October 18-22 is National School Lunch Week, where schools honor their cafeteria staff, but feeding more than a thousand hungry teenagers with hot meals every day, three times a day, is a heroic feat that deserves daily recognition. 


Breakfast is served every morning before school from 7:30. It is only available in the cafeteria. Some examples of the foods on the menu for breakfast are cereal, pancakes, and sausages. This year, federal COVID relief money has made the normally $2.40 breakfast free. 
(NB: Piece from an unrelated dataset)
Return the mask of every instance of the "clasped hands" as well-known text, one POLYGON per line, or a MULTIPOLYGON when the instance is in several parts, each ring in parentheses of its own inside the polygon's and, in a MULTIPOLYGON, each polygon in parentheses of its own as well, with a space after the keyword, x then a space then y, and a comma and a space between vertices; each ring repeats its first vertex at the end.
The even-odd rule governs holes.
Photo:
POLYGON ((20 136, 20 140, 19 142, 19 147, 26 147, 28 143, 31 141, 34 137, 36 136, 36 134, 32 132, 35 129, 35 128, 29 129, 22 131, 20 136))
Lunch is given in three different areas. These areas are of course the cafeteria but in addition to the cafeteria you may also receive your food at the Student Center near the stairs leading to the gym, and the cart by the Student Center.  Both of these locations are side by side. Food at the Student Center locations is limited so it is better to be early.  In the past, school lunches cost $2.75, with a second lunch costing the full adult price of $5.50.















During the mornings the cafeteria is not crowded. There are many seats open and available for students. There are people that sit down and eat but there is almost never a line to get breakfast. Students are also known to use the cafe in the early morning to eat breakfast while finishing up their school work.
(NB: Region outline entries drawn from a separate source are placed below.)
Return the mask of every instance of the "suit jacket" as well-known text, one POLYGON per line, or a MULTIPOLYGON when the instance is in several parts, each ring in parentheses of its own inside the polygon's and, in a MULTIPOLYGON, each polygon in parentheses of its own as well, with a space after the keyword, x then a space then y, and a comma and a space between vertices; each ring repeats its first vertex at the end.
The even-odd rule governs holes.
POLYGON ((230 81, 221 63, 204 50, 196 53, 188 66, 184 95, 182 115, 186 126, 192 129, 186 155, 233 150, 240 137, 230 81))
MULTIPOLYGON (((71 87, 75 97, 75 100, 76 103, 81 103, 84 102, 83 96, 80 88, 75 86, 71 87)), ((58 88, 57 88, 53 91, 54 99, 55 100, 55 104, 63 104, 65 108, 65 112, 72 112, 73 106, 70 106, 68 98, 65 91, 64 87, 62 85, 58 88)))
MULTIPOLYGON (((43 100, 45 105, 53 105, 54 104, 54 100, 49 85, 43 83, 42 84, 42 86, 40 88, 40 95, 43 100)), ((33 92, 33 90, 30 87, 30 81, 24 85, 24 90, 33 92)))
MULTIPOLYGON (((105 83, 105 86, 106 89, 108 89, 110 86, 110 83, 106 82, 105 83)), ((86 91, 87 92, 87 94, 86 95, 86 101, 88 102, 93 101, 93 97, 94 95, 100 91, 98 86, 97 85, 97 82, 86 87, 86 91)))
During lunch, the cafeteria is often at maximum capacity. The cafeteria’s lunch lines are always long and students fill up the tables inside and in Mene Square. Many students also eat lunch by the student center, where there are two more areas where you can pick up lunch.
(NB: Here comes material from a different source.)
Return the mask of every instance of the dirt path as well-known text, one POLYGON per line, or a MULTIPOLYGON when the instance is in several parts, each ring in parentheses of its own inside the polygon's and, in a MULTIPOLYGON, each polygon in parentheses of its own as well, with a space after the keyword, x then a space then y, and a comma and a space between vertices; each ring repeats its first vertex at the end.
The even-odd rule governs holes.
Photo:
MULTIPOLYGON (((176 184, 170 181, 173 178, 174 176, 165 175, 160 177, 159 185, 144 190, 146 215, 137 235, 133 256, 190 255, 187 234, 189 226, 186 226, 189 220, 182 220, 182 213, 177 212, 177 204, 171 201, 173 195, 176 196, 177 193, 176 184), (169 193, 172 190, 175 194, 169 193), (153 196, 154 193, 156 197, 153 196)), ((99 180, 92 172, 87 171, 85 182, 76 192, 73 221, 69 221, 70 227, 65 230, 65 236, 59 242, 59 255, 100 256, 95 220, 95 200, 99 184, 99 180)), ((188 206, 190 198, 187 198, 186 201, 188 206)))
The cafeteria manager determines the menu based on what distributors import into the state. This year’s most popular meal is pizza. In the past, students gave the thumbs up to the chicken and pasta.  Staff arrive when the skies are still dark to begin preparing the meals.  Some meals they are able to prepare a few days in advance, while others come right from the freezer.

The staff also prepares the plates beforehand so that serving the rush of students is an efficient process. The beginning of the school year saw long lines and supply issues.  This has been remediated since September.



The amount of breakfasts and lunches served in the beginning of the year was estimated to be around 1,000-1,100 plates to our students. Right now it is estimated that 800-1000 lunches are being served everyday. The average breakfast being served in the morning now is 250 plates. 


Student-athletes take turns serving lunch as part of their school service commitment. Some teachers volunteer to scan student ID cards to allow the cafeteria staff to resupply the serving tables. Even though meals are free to the students this year, the school still needs to pay for the food and then get reimbursed by the federal government. Thus students need to have their ID scanned so the cafeteria can have an accurate accounting of the expenses.



















The staff works very hard everyday to be prepared for the breakfasts and lunches of the week. New Cafeteria Manager Curtis Haida gets involved with all aspects of the meal program: from state-level meetings and staff trainings, to budget and ordering, and overseeing the preparation, service, and cleaning.